Figure 3 provides the empirical and estimated distributions for this data based on the various considered models, including the estimated binomial frequencies provided in Bailey (1990). This figure confirms the results provided in Table 3, namely that the sCMP(m=2) best represents the shape of the observed distribution for the number of occurrences of an article in 10-word samples from Macaulay’s ‘Essay on Milton’. In particular, we see the small estimated sCMP(m=2) frequency associated with more than 3 articles; recall that the observed number of articles is zero. Meanwhile, the number of occurrences as determined via the Poisson and negative binomial are visibly over- or under-estimated, including a sizable estimated frequency associated with more than 3 articles.
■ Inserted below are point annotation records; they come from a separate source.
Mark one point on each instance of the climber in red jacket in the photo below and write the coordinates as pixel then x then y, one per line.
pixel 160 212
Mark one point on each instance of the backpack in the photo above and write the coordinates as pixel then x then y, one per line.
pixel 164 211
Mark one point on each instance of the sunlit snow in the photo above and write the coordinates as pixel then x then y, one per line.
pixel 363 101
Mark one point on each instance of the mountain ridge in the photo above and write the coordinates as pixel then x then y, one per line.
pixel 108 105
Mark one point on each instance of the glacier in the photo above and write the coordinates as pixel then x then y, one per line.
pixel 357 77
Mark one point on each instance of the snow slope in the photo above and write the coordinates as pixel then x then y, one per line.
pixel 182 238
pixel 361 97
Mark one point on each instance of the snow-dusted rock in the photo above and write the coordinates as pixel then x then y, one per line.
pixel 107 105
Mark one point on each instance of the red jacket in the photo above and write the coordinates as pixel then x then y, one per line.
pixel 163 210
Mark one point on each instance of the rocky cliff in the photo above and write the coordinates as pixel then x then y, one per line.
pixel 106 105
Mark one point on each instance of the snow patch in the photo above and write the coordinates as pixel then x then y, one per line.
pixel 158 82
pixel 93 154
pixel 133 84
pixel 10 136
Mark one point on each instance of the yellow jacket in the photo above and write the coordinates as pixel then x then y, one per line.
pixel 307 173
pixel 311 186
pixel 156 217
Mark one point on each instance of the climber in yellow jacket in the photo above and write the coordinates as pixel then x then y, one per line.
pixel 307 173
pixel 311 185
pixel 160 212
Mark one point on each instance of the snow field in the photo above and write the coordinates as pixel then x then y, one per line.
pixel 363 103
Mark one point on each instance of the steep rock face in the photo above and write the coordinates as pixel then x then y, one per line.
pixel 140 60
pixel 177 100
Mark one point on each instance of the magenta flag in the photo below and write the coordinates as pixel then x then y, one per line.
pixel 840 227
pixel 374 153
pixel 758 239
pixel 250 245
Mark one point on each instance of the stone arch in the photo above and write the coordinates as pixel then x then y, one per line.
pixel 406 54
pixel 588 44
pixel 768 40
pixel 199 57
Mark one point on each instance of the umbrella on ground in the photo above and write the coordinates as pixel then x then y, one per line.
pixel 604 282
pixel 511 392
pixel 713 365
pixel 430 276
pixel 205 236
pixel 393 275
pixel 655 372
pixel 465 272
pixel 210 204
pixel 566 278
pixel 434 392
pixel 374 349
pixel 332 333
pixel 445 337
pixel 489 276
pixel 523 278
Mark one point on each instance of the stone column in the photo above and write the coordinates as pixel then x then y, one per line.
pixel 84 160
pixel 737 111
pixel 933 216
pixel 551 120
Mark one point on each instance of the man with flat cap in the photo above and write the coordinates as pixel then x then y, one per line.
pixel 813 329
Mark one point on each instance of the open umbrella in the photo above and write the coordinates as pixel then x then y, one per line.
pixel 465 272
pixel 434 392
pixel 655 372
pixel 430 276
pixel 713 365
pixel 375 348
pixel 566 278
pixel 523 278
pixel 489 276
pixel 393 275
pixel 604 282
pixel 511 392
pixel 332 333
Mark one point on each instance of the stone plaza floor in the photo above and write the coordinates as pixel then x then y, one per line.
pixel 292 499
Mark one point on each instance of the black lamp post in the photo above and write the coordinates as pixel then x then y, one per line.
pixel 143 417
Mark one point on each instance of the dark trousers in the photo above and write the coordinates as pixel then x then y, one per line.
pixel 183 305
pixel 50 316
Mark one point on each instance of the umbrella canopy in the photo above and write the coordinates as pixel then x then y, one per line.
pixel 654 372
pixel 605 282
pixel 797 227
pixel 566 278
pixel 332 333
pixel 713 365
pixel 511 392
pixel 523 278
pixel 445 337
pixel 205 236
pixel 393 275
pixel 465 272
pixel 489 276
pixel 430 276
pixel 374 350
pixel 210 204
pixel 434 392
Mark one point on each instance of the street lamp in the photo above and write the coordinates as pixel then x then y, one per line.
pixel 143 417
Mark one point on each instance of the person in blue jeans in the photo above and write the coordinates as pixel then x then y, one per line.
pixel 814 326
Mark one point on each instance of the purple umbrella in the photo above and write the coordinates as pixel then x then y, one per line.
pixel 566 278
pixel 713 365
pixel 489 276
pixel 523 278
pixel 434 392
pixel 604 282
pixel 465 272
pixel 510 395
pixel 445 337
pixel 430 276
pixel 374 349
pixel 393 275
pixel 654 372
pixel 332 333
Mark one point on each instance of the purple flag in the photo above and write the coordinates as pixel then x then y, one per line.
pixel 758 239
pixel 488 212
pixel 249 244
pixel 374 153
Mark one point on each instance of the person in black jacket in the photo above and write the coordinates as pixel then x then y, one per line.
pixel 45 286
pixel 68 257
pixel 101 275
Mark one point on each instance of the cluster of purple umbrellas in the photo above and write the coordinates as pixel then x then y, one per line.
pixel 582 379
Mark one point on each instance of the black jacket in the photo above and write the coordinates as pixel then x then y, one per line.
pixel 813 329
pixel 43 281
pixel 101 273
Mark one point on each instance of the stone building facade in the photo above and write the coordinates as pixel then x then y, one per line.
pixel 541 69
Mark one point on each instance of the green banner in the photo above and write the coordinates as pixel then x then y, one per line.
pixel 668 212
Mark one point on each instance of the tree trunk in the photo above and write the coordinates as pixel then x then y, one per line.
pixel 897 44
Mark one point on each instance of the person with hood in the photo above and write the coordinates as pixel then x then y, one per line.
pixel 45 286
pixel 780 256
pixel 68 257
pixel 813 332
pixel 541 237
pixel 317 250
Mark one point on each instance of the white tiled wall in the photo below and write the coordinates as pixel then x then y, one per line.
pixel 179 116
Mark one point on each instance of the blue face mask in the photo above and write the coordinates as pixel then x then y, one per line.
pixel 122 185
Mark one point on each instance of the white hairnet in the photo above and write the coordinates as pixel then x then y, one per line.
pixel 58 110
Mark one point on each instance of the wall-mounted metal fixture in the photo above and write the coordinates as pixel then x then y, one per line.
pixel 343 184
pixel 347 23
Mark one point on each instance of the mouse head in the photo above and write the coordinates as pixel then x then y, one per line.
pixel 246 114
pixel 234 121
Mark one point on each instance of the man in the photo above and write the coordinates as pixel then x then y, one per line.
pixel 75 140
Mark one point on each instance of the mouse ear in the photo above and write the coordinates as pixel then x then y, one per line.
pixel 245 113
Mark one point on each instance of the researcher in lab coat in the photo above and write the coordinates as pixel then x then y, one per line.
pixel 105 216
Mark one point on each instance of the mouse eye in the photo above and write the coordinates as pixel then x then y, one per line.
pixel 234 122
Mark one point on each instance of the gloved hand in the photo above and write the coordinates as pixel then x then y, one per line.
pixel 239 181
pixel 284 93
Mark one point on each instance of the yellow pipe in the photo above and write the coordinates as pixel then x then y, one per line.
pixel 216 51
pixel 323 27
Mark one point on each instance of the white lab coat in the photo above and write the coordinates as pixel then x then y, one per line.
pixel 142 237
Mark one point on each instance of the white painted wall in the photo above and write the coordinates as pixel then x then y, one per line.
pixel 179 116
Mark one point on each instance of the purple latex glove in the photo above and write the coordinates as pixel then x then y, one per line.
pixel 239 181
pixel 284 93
The estimated frequencies determined by the binomial distribution, while better than those from the Poisson and negative binomial models, still deviate considerably in comparison to the sCMP class. Finally, while Table 3 shows that the sCMP(m=3) distribution performs comparably well, we nonetheless determine the sCMP(\(\hat {\lambda }=0.9120, \hat {\nu }=3.7750, m=2\)) model to be the best choice to estimate the observed distribution, based on the resulting estimated frequencies shown in Fig. 3.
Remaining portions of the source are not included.